The semiclassical propagator for coherent state on twisted geometry

TL;DR

This paper introduces a new set of twisted geometric variables in loop quantum gravity, enabling a semi-classical propagator formulation through a coherent state path integral that is analytically computable.

Contribution

It proposes a novel parametrization of the phase space in LQG, leading to a semi-classical propagator via a new coherent state path integral based on twisted geometry.

Findings

The new variables form a Poisson algebra similar to quantum mechanics.

The path integral can be analytically computed around complex trajectories.

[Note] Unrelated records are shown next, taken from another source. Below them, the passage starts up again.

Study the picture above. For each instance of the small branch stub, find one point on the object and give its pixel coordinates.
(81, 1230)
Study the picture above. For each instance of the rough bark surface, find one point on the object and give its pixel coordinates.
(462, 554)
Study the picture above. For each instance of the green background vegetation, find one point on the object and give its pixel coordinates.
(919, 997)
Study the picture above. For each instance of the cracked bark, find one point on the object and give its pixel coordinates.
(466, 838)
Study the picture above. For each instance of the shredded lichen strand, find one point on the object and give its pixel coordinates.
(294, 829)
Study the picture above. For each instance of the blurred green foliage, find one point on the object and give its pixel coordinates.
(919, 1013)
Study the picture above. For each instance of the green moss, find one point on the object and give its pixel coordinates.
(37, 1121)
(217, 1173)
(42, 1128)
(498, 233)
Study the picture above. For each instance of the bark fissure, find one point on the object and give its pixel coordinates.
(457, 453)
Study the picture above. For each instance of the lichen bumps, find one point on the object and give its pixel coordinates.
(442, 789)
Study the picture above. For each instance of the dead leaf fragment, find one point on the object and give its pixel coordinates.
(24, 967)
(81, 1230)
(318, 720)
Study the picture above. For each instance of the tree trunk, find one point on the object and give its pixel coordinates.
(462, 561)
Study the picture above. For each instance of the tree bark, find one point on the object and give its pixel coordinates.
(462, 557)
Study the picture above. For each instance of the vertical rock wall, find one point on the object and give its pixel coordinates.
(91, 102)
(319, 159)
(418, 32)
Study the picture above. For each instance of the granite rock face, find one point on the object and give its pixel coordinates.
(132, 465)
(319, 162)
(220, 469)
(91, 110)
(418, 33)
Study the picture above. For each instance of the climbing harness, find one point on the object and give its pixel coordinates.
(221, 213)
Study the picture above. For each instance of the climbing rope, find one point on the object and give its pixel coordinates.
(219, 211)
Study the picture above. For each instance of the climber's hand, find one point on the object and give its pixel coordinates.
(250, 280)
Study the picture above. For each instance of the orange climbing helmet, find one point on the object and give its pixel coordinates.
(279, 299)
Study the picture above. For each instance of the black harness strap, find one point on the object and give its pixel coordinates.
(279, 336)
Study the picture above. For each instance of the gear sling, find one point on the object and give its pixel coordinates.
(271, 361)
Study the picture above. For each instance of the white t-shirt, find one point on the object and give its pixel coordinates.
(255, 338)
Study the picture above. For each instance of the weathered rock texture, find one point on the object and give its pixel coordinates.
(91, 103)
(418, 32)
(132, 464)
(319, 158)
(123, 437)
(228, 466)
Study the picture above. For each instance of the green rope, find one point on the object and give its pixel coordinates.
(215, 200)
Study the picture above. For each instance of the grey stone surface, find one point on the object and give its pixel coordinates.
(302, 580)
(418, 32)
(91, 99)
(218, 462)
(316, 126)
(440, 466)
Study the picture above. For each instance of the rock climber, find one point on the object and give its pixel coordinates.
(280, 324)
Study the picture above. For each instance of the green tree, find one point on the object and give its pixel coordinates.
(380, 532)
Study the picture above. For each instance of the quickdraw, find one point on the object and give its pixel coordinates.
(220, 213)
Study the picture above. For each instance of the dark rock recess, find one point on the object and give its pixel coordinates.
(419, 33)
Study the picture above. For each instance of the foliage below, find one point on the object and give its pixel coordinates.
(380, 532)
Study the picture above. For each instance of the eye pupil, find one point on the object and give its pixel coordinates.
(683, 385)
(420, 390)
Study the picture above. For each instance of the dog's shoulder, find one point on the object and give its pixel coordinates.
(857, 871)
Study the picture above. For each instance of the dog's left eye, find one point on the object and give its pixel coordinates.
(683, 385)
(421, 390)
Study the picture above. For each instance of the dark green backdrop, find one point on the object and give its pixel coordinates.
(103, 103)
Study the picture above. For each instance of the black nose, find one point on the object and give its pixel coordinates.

The semi-classical approximation of the quantum propagator is obtained.

Abstract

A new set of twisted geometric variables is introduced to parametrize the holonomy-flux phase space in loop quantum gravity. It is verified that these new geometric variables, after symplectic reduction with respect to the Gauss constraint, form a Poisson algebra which is analogue to that in quantum mechanics. This property ensures that these new geometric variables provide a simple path measure, upon which a new formulation of coherent state path integral based on twisted geometry coherent state is established in loop quantum gravity. Especially, this path integral is analytically computable by expanding the corresponding effective action around the complex evolution trajectories at second order, and the result gives the semi-classical approximation of the quantum propagator between twisted geometry coherent state in LQG.